Friday, January 30, 2026-Federal health officials this week unveiled a sweeping proposal that could sharply rein in longstanding overcharges in the Medicare Advantage program, immediately roiling markets and drawing fierce industry pushback.
The Centers for Medicare & Medicaid Services (CMS) surprised insurers by proposing to hold payment increases for 2027 at near‑flat levels less than a tenth of a percent, far below expectations and pairing that with new restrictions on controversial billing practices that have inflated taxpayer costs for years. The move sent major insurer stocks tumbling and thrusts Medicare Advantage payments into the spotlight as Washington pushes for sharper fiscal discipline.
At the heart of the plan is a crackdown on “chart reviews,” a billing tactic used by many Medicare Advantage plans to generate additional diagnoses and secure higher federal payments even when patients have not reported new health issues or received corresponding treatments.

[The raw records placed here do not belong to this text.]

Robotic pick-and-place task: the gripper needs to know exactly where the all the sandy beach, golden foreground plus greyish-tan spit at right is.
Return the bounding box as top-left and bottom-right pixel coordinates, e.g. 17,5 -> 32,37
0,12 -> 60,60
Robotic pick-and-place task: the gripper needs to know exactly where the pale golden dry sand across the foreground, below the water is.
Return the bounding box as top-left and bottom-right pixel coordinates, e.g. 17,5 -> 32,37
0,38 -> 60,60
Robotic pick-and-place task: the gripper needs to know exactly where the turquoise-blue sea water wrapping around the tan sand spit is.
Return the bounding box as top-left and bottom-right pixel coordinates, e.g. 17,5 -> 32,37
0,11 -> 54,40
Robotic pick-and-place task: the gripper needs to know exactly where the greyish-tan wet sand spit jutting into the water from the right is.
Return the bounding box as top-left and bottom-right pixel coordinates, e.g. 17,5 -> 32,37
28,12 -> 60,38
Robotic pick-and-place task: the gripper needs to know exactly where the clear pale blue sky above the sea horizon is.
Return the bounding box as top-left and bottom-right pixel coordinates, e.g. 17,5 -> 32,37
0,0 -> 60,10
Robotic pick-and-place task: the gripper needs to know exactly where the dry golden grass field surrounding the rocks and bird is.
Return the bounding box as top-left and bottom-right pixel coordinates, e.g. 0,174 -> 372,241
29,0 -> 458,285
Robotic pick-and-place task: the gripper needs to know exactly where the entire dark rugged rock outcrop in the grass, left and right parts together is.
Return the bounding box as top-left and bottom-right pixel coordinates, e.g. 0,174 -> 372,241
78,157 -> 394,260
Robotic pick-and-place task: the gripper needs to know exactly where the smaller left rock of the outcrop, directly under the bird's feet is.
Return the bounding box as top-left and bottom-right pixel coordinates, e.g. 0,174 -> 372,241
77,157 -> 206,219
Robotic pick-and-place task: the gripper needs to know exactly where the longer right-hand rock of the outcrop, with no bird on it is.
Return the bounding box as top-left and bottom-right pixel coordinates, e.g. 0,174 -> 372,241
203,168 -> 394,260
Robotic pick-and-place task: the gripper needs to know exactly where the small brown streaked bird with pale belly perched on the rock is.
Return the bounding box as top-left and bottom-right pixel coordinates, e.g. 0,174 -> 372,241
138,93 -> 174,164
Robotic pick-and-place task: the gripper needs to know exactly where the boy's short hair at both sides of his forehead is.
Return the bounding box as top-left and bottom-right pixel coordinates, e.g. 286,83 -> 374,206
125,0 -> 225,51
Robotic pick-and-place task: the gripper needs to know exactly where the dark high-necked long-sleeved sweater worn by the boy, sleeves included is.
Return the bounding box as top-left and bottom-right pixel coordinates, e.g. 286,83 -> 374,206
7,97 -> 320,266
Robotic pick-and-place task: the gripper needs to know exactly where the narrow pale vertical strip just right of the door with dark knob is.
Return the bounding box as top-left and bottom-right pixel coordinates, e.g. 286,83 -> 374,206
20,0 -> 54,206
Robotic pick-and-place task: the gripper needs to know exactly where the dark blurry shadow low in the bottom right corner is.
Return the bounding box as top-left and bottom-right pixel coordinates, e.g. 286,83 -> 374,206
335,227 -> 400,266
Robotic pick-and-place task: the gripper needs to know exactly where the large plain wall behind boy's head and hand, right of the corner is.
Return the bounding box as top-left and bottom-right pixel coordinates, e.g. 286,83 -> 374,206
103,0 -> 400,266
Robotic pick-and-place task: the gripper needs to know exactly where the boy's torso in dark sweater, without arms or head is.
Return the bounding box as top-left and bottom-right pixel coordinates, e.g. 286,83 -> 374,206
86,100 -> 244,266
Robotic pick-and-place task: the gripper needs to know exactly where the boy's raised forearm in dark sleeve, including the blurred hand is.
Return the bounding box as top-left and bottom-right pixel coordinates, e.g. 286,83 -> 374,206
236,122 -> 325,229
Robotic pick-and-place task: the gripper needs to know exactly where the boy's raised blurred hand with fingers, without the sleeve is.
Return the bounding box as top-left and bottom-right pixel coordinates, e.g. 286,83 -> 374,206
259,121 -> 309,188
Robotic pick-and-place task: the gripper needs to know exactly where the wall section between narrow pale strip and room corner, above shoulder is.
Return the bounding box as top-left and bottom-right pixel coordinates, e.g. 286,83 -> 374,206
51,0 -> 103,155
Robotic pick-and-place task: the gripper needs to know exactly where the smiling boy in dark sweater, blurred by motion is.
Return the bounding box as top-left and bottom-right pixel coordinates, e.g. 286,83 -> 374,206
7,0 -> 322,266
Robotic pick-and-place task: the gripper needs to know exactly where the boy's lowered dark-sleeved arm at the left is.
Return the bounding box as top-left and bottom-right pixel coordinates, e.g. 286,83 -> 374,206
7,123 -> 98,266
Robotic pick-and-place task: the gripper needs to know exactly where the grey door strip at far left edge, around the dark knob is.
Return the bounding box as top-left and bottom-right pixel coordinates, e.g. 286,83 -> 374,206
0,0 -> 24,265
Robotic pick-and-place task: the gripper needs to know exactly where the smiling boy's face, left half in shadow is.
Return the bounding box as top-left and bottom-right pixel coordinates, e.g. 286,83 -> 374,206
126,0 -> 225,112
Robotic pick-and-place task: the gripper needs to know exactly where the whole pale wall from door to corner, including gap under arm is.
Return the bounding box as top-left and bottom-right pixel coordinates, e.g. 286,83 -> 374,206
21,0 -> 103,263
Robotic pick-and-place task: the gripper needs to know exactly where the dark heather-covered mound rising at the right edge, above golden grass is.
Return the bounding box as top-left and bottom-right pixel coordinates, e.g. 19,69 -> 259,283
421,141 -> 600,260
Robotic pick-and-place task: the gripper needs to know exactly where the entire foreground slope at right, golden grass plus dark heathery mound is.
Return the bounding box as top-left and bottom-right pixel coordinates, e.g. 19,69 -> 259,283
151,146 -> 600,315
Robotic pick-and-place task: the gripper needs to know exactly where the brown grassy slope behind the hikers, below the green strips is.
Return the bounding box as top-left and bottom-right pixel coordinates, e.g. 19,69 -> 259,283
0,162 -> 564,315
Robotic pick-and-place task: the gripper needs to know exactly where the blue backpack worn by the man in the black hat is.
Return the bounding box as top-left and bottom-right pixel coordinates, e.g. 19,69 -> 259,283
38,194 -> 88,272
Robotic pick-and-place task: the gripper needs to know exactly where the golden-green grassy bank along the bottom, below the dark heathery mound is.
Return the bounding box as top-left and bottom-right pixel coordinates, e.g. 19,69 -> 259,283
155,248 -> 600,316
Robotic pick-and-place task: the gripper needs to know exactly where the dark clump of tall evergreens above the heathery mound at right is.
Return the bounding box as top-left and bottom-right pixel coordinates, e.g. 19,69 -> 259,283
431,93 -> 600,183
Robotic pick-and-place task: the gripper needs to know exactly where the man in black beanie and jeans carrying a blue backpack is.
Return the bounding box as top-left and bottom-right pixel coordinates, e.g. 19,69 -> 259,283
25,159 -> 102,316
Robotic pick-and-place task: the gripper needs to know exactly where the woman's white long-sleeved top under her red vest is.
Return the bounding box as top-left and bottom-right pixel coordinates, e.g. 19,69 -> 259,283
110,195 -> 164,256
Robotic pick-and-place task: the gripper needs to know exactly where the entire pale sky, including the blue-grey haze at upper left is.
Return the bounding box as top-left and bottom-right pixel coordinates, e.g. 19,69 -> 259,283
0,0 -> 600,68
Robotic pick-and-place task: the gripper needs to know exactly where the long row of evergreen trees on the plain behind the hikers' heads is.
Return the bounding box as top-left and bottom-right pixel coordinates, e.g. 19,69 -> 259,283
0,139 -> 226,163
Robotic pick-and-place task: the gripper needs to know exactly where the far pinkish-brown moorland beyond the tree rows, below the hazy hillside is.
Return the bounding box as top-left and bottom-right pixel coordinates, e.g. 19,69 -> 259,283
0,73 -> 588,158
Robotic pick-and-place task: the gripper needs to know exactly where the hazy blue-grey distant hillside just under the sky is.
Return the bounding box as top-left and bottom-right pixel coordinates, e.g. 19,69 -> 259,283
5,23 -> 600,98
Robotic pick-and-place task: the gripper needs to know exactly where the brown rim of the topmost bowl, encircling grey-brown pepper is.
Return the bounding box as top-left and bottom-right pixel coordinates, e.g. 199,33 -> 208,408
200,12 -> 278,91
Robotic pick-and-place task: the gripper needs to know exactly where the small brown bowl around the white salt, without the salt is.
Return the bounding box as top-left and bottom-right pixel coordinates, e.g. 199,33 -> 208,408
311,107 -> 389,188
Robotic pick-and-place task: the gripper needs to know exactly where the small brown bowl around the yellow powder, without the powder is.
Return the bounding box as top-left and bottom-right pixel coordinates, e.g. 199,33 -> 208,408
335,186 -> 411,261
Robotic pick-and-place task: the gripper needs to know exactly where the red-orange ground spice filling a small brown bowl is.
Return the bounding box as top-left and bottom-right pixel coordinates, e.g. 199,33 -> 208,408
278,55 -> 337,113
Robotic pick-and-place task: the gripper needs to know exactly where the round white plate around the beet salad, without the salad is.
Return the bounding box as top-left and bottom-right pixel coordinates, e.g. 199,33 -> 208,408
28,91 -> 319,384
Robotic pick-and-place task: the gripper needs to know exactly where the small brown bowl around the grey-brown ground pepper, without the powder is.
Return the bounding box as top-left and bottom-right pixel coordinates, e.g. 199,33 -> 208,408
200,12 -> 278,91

Audits and lawsuits have linked these chart review practices to billions of dollars in excess payments over the past decade, and the CMS says restricting them could produce more accurate, taxpayer‑focused reimbursement. CMS Administrator Dr. Mehmet Oz emphasized the goal is not to gut the program, but to make it work better for beneficiaries and protect federal spending from unnecessary charges.
The stakes are high: with about 34 million Americans — more than half of all Medicare enrollees — in private Advantage plans, any payment changes ripple across beneficiaries, insurers, and the broader health system.
Industry groups warn that tightening could lead to benefit cuts or higher costs for seniors and people with disabilities, and CMS will weigh public comments before a final decision expected in April. Yet experts say this proposal marks a significant shift toward reining in inefficiencies and could fundamentally reshape how private plans are paid in the nation’s largest health program.